Shopify Sidekick works reliably for creating flows. For all other tested areas such as theme customizations, data maintenance, and KPI analyses, it is too unreliable for productive use.
AI is making its way into more and more areas of everyday Shopify life. With Sidekick, Shopify is actively pushing this forward: the assistant integrated directly into the Admin is designed to speed up everyday tasks, from flow creation to theme customizations and data analysis.
For us at tante-e, the question was clear from the start: What can Sidekick really do, and where does it create more effort than it saves? We tested it in six typical use cases. The results are clear.
E-commerce specialist Lara supports numerous e-commerce brands with their shops and, as part of the tante-e AI Research Team, regularly tests new AI features around Shopify.
1. What is Shopify Sidekick?
Shopify Sidekick is an AI assistant integrated directly into the Shopify Admin. It is designed to understand user queries and access the data of the respective shop to provide context-related answers and actions.

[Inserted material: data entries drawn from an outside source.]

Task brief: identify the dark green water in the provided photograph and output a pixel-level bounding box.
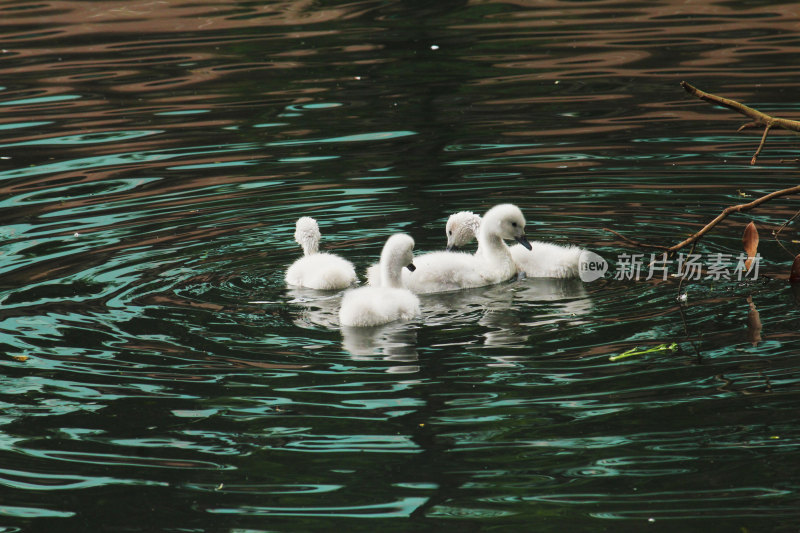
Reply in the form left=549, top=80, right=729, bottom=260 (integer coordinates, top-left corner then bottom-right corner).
left=0, top=1, right=800, bottom=533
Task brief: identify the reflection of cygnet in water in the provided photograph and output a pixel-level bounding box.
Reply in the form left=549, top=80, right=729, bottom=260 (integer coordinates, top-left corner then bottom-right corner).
left=342, top=322, right=419, bottom=374
left=421, top=278, right=592, bottom=352
left=288, top=289, right=342, bottom=329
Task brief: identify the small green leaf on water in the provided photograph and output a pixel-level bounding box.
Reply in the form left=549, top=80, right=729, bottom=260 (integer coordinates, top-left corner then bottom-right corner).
left=608, top=342, right=678, bottom=361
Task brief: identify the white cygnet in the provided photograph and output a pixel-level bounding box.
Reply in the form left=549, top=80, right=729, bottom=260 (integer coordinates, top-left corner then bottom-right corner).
left=286, top=217, right=358, bottom=290
left=445, top=211, right=583, bottom=278
left=339, top=233, right=420, bottom=327
left=384, top=204, right=528, bottom=294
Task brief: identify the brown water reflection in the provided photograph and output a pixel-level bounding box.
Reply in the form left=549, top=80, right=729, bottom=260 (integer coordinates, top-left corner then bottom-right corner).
left=0, top=0, right=800, bottom=533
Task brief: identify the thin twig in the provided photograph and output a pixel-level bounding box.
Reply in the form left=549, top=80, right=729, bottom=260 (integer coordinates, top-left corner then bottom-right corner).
left=681, top=81, right=800, bottom=165
left=772, top=206, right=800, bottom=257
left=667, top=185, right=800, bottom=252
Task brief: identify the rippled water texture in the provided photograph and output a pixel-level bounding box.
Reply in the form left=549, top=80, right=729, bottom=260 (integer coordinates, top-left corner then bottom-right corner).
left=0, top=0, right=800, bottom=533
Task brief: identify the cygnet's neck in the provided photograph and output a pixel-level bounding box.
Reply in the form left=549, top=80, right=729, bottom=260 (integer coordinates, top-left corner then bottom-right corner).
left=381, top=253, right=403, bottom=289
left=299, top=236, right=319, bottom=255
left=475, top=220, right=511, bottom=259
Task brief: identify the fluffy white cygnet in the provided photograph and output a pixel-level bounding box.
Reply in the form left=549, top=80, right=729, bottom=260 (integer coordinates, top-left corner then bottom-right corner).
left=388, top=204, right=528, bottom=294
left=286, top=217, right=358, bottom=290
left=339, top=233, right=420, bottom=327
left=445, top=211, right=583, bottom=278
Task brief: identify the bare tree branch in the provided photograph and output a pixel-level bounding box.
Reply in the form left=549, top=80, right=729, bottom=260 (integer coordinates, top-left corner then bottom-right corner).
left=681, top=81, right=800, bottom=165
left=668, top=185, right=800, bottom=253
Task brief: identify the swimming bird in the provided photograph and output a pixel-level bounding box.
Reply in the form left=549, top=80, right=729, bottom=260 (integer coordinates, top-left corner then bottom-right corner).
left=339, top=233, right=420, bottom=327
left=445, top=211, right=584, bottom=278
left=390, top=204, right=529, bottom=294
left=286, top=217, right=358, bottom=290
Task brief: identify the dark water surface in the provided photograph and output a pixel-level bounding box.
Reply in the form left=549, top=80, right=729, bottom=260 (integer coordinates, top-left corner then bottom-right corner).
left=0, top=1, right=800, bottom=532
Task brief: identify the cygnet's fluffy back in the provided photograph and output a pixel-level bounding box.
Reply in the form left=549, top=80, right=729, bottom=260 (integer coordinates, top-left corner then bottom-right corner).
left=339, top=233, right=420, bottom=327
left=286, top=217, right=358, bottom=290
left=445, top=211, right=583, bottom=278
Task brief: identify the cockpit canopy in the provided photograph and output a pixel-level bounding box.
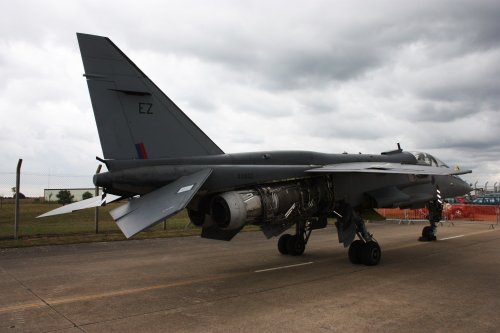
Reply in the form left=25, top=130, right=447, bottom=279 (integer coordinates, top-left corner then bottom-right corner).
left=410, top=151, right=449, bottom=168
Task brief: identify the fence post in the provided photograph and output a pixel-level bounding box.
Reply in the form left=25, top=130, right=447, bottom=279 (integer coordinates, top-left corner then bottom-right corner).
left=94, top=164, right=102, bottom=234
left=14, top=158, right=23, bottom=239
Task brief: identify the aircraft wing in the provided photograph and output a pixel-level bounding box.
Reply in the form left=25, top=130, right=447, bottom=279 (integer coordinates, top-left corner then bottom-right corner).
left=306, top=162, right=472, bottom=175
left=110, top=169, right=212, bottom=238
left=37, top=194, right=121, bottom=218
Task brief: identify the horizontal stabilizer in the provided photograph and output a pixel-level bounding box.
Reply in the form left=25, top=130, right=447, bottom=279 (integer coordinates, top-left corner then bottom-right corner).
left=37, top=194, right=121, bottom=218
left=306, top=162, right=472, bottom=175
left=110, top=169, right=212, bottom=238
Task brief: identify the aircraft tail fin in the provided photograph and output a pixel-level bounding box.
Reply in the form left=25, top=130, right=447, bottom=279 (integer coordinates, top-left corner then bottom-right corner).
left=77, top=33, right=224, bottom=159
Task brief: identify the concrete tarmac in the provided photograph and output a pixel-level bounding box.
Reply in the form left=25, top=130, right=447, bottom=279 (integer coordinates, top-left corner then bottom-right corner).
left=0, top=223, right=500, bottom=333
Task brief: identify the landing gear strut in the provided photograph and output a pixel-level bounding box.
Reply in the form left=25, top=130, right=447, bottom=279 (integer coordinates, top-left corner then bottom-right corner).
left=278, top=221, right=312, bottom=256
left=418, top=200, right=443, bottom=242
left=335, top=203, right=382, bottom=266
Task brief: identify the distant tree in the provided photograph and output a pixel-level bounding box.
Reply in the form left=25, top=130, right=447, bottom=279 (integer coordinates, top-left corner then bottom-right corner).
left=56, top=190, right=75, bottom=205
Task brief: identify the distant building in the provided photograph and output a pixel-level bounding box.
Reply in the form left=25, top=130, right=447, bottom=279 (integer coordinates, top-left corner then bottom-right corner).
left=43, top=188, right=95, bottom=201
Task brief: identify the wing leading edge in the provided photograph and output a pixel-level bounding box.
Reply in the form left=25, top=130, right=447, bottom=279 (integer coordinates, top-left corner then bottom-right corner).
left=110, top=169, right=212, bottom=238
left=306, top=162, right=472, bottom=175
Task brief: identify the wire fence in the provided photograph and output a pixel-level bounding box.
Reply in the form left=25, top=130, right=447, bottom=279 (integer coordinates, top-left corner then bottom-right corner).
left=378, top=204, right=500, bottom=225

With Sidekick, merchants should be able to complete tasks without having to click through menus.
It is thus aimed at both inexperienced merchants and experienced teams who want to accelerate routine tasks.

2. How we tested Shopify Sidekick: 6 Use Cases
We tested Shopify Sidekick over several weeks in six specific use cases: general Shopify questions, B2B customer creation, data maintenance, KPI analysis, flow creation, and Theme Editor adjustments.
The tests were conducted on real shop setups, including shops with custom functions, complex product structures, and individual metafield configurations. Each use case was evaluated based on three criteria:
- Time savings: Does Sidekick noticeably reduce the actual effort?
- Quality: Are the outputs correct and directly usable?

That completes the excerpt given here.